Не ограничиваясь указанием на важность разграничения объективного содержания и субъективной формы выражения философской системы, Маркс, как видно из приведенного отрывка, считает необходимым вскрыть связь, «единство и взаимообусловленность» того и другого. Речь, следовательно, идет вовсе не о том, чтобы не обращать внимания на способ изложения, построение философской системы: все особенности ее формы должны быть выведены из ее содержания, из ее принципов. При этом особое значение, как полагает Маркс, имеет рассмотрение философской системы в контексте истории. Без такого критического исследования история философии становится эмпирическим описанием, а историк философии оказывается «переписчиком копий» (2; 212).

С этой точки зрения Маркс критически оценивает распространенное среди левых гегельянцев представление об истоках консервативных политических выводов Гегеля: они сводились к личности философа, т.е. не связывались с его учением. Маркс называет такой подход психологическим крохоборством. Он пишет: «…по отношению к Гегелю ученики его проявляют только свое невежество, когда они то или иное определение его системы объясняют приспособлением и тому подобным, одним словом, объясняют морально» (2; 76). Так, если Гегель абсолютизировал конституционную монархию, то, отвергая этот вывод, некоторые младогегельянцы утверждали, что он связан не с учением Гегеля, а с его личными особенностями как профессора Берлинского университета. Такое объяснение хотя и заключает в себе момент истины, неудовлетворительно в целом, так как затушевывает противоречие между системой и методом в философии Гегеля.

Выступая против этого недостаточно критического подхода к философии Гегеля и к истории философии вообще, Маркс, во-первых, доказывает, что «бессовестно бросать учителю упрек в том, будто за высказываемыми им взглядами скрываются тайные намерения» (2; 76). Во-вторых, и это, конечно, главное, Маркс отмечает, что консервативные выводы Гегеля связаны с недостаточностью, непоследовательностью самих принципов его философии. «Вполне мыслимо, – писал Маркс, – что философ совершает ту или иную явную непоследовательность в силу того или иного приспособления; он может даже сознавать это. Но одного он не сознает, а именно, что сама возможность подобного явного приспособления имеет свои наиболее глубокие корни в недостаточности принципа или в недостаточном понимании философом своего принципа» (там же, 77).

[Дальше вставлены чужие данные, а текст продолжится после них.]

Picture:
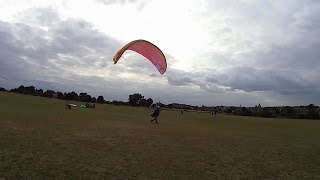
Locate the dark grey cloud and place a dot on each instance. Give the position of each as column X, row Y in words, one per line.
column 140, row 4
column 32, row 53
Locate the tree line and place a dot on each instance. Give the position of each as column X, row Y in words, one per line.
column 138, row 100
column 133, row 100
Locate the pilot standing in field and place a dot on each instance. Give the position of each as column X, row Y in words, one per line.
column 155, row 114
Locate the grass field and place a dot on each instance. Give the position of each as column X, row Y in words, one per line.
column 41, row 140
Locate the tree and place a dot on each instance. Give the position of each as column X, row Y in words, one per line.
column 100, row 100
column 143, row 102
column 20, row 89
column 83, row 97
column 49, row 93
column 73, row 96
column 30, row 90
column 134, row 99
column 60, row 95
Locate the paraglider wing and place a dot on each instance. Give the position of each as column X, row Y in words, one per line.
column 148, row 50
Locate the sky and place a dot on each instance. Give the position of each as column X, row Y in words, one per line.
column 226, row 52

Таким образом, Маркс уже не ограничивается указанием на противоречие между принципами и конечными выводами гегелевской философии; он идет дальше, усматривая теоретические корни этого противоречия в непоследовательности, недостаточности принципов Гегеля, т.е. в непоследовательности самой гегелевской диалектики. В чем конкретно заключается эта недостаточность, непоследовательность, Маркс еще не может сказать, поскольку он не видит (оставаясь на позициях идеализма), что основной порок диалектики Гегеля состоит в том, что это – идеалистическая диалектика. Однако важна сама постановка задачи критического анализа гегелевской диалектики с целью преодоления ее недостаточности, т.е. дальнейшего развития диалектического метода.

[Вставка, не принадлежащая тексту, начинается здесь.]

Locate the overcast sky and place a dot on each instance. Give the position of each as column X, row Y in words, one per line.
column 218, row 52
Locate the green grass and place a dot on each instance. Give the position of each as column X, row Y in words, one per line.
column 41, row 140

Очевидно и то, что разграничение объективного содержания философского учения и его субъективной формы выражения, так же как и анализ их взаимосвязи, может быть успешно осуществлено лишь постольку, поскольку объективное содержание рассматривается как отражение объективной действительности, независимой от сознания. Между тем Маркс различает объективное содержание и субъективную форму лишь как «внутреннее, существенное сознание», с одной стороны, и внешнее, «экзотерическое сознание» – с другой. Различие проводится внутри сознания, внутри философии. Однако, поскольку Маркс ставит вопрос об отношении философии к миру, самосознания к бытию, теории к практике, постольку намечается направление выхода за пределы идеалистического умозрения.

7. Революционно-демократическая критика прусских порядков. Диалектика как орудие революционной критики феодально-романтических иллюзий

Новой вехой в идейном развитии молодого Маркса является его первое выступление по конкретным политическим вопросам – «Заметки о новейшей прусской цензурной инструкции», написанные в начале 1842 г. и опубликованные в 1843 г. в сборнике, который подготовил и издал в Швейцарии А. Руге[40]. Отправляясь от критики прусской цензурной инструкции 1841 г., Маркс переходит к разоблачению феодального бюрократически-полицейского государства.

Инструкция, о которой идет речь, представляла собой образец лицемерной заботы Фридриха Вильгельма IV о «процветании» литературы: она осуждала на словах излишние цензурные стеснения литературной деятельности и призывала к точному исполнению указа о цензуре 1819 г., в частности статьи 2-й этого указа, согласно которой «цензура не должна препятствовать серьезному и скромному исследованию истины, не должна подвергать писателей неподобающим стеснениям, не должна мешать свободному обращению книг на книжном рынке». От лиц, занимающихся литературной деятельностью, инструкция, как и цитируемая статья указа, требовала благонамеренности, скромности, благопристойности. Неопределенность этих требований предоставляла простор произволу цензуры, которая получала возможность преследовать литераторов не за какие-то определенные высказывания, а за недостаток «благопристойности» и т.п.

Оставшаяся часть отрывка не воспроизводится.